Here’s the xOCLCNUM API for more.


Coyle on Yee on RDF

Posted by: William Denton, 10 July 2009 7:18 am
Categories: Blog Mentions,Semantic Web

Quick pointer to Karen Coyle’s blog post Yee on RDF and Bibliographic Data. (That’s Martha Yee.)

The difficulty that I am having at the moment is that it appears to me that there are some fundamental misunderstandings in Yee’s attempt to grapple with an RDF model for library data. In addition, she is trying to work with FRBR and RDA, both of which have some internal consistencies that make a rigorous analysis difficult. (In fact, Yee suggests an improvement to FRBR that I think IFLA should seriously consider, and that is that subject in FRBR should be a relationship, and that the entities in Group 3 should be usable in any relevant situation, not just as subjects. p. 66, #6. After that, maybe they’ll consider my similar suggestion regarding the Group 1 entities.)

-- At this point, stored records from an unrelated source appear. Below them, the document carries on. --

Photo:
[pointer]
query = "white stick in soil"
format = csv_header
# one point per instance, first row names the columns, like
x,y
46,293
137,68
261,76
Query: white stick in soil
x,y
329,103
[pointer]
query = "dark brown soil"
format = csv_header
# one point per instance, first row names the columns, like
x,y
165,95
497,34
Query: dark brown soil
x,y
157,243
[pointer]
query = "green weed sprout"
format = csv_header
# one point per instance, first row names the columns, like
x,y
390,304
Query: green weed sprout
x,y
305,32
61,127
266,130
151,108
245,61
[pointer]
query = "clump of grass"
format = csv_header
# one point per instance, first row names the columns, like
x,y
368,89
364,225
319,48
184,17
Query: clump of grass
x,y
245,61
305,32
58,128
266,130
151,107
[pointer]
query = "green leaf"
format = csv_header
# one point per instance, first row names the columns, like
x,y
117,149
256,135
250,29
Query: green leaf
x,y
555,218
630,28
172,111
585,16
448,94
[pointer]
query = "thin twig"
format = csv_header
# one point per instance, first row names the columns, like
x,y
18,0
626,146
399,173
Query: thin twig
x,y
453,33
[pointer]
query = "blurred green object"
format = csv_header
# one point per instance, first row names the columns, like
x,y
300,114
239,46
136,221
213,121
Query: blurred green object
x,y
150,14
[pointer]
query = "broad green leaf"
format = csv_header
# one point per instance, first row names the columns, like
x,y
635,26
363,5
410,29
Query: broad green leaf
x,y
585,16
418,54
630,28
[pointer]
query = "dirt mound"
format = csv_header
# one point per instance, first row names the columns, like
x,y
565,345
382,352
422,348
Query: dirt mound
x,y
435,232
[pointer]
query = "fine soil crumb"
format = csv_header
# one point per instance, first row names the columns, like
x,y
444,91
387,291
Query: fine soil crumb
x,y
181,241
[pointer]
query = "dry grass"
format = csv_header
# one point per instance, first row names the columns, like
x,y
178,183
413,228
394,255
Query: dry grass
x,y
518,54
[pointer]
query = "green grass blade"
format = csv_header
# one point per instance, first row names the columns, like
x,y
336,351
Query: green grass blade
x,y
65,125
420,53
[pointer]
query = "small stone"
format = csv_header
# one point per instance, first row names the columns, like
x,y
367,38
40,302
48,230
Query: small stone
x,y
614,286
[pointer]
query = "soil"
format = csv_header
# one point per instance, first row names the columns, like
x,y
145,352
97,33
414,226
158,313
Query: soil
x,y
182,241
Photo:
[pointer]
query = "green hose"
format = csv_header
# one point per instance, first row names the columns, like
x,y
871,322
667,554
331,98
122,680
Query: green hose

RDA / FRBR / FRAD mappings back and forth

Posted by: William Denton, 7 July 2009 7:06 am
Categories: RDA

Some FRBR and FRAD-related stuff was posted by the Resource Description and Access people that you’ll want to look at.

First, in the Scope and Principles section of the RDA site there are updated mappings from FRBR and FRAD to RDA and back. They go through all of the RDA elements and tell you which FRBR entities, attributes and/or relationships they match. Important stuff.

Second, at RDA Online, which is where the actual commercial online RDA system will be, they’ve posted a new set of entity-relationship diagrams for the FRBR entities that are more visual: look up Manifestation or Concept, for example, and they’ll tell you all of the attributes those entities have, where they come from in FRBR, and what RDA elements those match. These diagrams don’t cover the relationships betweem the different entities, but there’s a placeholder so I expect they’ll come along soon.

Combined, extremely useful stuff for anyone digging into RDA, and also for anyone thinking about FRBR implementations and piggybacking on what RDA is putting in place. RDA will be a commercial product, though, and I worry about that and what effect it will have.